Australia can reclaim a proposed Russian embassy site but will need to compensate the authoritarian state for cancelling its lease on the land.
In 2023, Australia quickly passed laws to cancel Russia's lease on a plot of land where it planned to build an embassy a few hundred metres from Parliament House in Canberra.
The government claimed the site could pose a threat to national security.
Russia described the cancellation of the 99-year lease, which was granted by the Australian government in 2008, as a hostile action amounting to "Russophobic hysteria".
It took the fight to the High Court, arguing the laws were unconstitutional and there was no evidence the embassy posed a national security threat.
The High Court on Wednesday ruled in the federal government's favour, finding the laws were valid.
However, it found Russia was entitled to compensation, with the government also required to pay half of Russia's legal costs.

Construction at the site stalled, but a Russian official squatted on the site to frustrate any Australian effort to reclaim it.

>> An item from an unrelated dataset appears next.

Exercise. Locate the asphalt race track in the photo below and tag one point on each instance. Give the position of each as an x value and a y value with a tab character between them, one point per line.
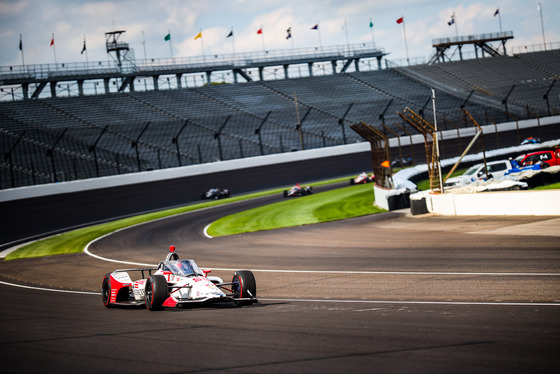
389	293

Source: AAP / Mick Tsikas
ASIO provided 'specific advice' about site
Top lawyer Bret Walker SC, representing Russia, previously argued it was offensive to assume people would willingly give up their property without compensation because national security grounds were invoked.
He cited an army barracks as an example, saying the Commonwealth would be within its rights to acquire land around the structure to protect security, but would still be expected to pay the owners.

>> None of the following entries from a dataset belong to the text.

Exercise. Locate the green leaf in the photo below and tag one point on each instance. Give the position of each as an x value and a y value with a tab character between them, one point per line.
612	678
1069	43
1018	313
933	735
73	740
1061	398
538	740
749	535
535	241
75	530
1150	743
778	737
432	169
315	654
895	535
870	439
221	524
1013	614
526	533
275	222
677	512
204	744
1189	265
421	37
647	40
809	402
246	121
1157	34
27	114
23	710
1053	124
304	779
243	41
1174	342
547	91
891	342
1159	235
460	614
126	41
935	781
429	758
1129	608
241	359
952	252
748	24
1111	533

Solicitor-General Stephen Donaghue argued the government had the power and authority to make laws stripping the Russians of their lease.
The Commonwealth also relied on "specific advice" about the nature of the construction that was planned and the capacity the site's location would provide the Russian mission.

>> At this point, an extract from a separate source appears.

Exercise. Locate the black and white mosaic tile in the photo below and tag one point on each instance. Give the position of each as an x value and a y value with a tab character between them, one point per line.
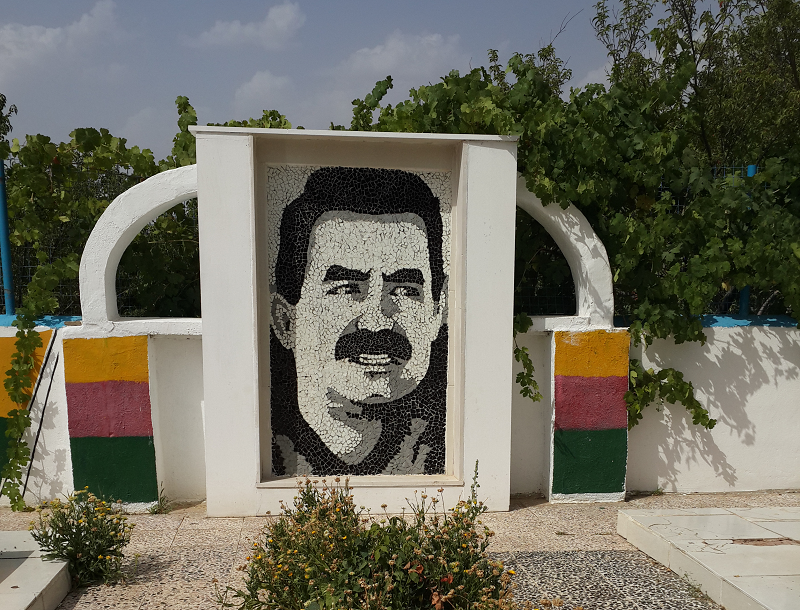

The advice from ASIO was not detailed in court due to public interest immunity protections.
Compensation should not be paid to a nation "for problems they cause themselves", Donaghue told the High Court previously.
Walker said it was "really disturbing" to propose the taking of land without compensation on preemptive national security grounds where no explicit threat had been proven.
He said such a precedent was absurd and would mean "everyone is to be regarded, until proven otherwise, a terrorist threat".